WIM Editor: What is the key to achieving meaningful use of technology?
Schooler: First and foremost, we’re sort of working from a document that is still evolving but it’s pretty much there at this point from the federal government about what is meaningful use. And so we can look at the different categories of goals and objectives and the different time frames and all the different aspects of what the federal government is going to determine with the help of a lot of very skilled people what is meaningful use.
As a CIO, our jobs are to ensure that those involved in our core business have the right information and the right tools and technologies to deliver the absolute best quality and efficient care possible. So, as we plan going forward, we’ll all be putting into our plans and our budgets the technologies and the resources and the changes we have to make in order to hit that, you know, the meaningful use criteria. And this has been, you know, a hot topic now for, probably nearly a year and there are so many people that have been talking about it and have, you know, been sort of throwing out the warning. You know, meaningful use is coming! And you must meet the criteria! And are you ready? Well, let’s face it. As we said earlier, it takes years to achieve what is being defined as meaningful use. If you’ve not started now, well down the path of implementation of electronic health records and the related technologies, you’re not going to be there next year. It’s such a large undertaking. But many of us, over the years, have been making the right investments and have been putting the right people and technologies into place to position us to be able to get to that level.
So when I hear meaningful use, to me, it’s a…on the one hand, it is a defined set of criteria that we’re all going to be asked to achieve and we’re going to have to verify that we’ve made that progress but if you back it up, you know, as something that is meaningful, it adds value and it causes you as an individual to want to continue in the case of technology to use it. So the things that we…that we have to do in our day to day work in putting these systems in place and keeping them running – those are given. We have to do what we have to do to meet the criteria. But, you know, it’s really a much bigger challenge…and it’s a much bigger subject than just meeting a list of criteria. It’s really all about doing what we as healthcare providers should be doing all along and that is to, of course, automate what can be automated, to make use of evidence based information that helps us deliver better care, to help us diagnose and to treat in ways that are most efficient and most productive and first and foremost that are…that are good for our patients.

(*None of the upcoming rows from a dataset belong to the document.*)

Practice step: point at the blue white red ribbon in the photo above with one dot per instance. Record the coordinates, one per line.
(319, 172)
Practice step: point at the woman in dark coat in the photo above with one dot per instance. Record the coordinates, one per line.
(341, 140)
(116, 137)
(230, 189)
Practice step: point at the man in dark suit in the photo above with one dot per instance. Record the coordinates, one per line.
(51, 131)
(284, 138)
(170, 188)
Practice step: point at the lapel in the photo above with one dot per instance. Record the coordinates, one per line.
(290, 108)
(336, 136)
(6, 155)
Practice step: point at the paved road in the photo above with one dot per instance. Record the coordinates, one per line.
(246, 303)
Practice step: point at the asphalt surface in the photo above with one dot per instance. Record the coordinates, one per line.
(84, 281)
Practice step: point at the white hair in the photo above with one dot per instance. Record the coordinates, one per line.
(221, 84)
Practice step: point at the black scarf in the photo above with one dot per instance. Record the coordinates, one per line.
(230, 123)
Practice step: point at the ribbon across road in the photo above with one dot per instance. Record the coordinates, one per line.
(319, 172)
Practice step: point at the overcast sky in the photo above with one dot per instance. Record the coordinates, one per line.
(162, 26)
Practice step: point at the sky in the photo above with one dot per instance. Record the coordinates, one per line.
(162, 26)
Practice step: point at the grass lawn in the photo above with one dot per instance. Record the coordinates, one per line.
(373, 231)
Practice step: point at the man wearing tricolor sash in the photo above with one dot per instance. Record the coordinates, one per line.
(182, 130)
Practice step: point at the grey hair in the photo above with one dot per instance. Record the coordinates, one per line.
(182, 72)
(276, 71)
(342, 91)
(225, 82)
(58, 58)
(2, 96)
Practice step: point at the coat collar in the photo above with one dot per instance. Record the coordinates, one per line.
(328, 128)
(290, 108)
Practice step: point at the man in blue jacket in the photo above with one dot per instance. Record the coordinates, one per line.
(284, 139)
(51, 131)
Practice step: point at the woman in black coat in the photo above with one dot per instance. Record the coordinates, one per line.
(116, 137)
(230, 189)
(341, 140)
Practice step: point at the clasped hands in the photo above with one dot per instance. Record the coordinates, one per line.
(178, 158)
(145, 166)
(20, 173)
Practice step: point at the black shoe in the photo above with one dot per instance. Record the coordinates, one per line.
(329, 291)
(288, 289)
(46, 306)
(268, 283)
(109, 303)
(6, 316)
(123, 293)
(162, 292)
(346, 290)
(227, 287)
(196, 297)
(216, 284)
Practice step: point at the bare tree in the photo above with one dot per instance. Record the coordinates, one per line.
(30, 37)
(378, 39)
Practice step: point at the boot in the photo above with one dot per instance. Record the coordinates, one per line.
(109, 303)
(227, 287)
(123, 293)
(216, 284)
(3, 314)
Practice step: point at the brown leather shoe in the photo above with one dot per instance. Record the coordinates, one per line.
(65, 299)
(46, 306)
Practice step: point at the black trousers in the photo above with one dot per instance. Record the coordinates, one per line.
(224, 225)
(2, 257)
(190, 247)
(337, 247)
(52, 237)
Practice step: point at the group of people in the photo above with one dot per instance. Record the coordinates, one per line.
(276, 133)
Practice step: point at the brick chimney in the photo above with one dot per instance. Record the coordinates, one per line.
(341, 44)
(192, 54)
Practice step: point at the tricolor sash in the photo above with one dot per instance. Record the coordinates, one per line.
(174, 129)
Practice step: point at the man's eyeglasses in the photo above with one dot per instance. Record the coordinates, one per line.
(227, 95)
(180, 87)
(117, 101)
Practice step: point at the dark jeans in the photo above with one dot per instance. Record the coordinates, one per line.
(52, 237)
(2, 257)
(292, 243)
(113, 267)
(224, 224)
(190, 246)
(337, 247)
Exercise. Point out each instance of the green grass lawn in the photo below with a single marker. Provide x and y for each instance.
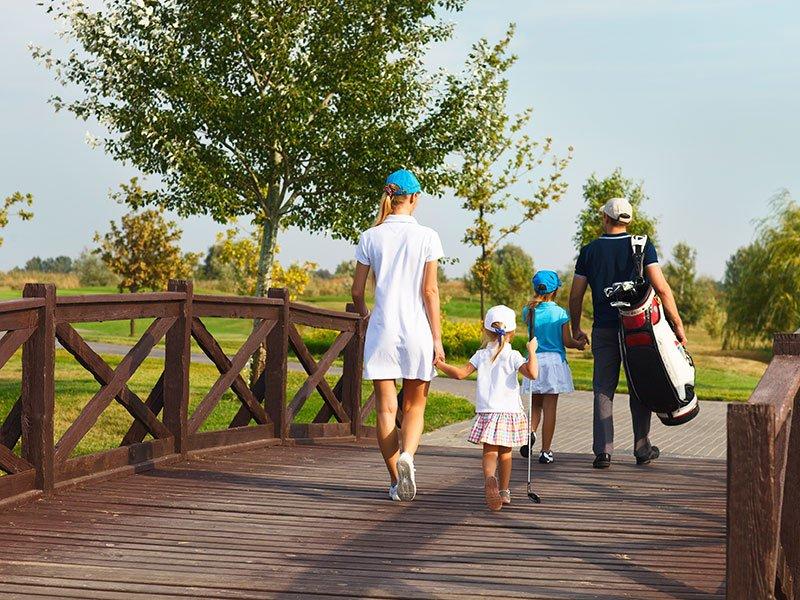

So, meaningful use to me is…it is a defined set of criteria and we can point to a document that shows it but all of the things that have to happen in order to meet those criteria do not happen overnight…they take a lot of time and they take a lot of money to get to…and a lot of very skilled people that have to be very committed over a period of time – three, five or more years – to position their organizations to make those kinds of…of changes in the way we do things and the care that we deliver.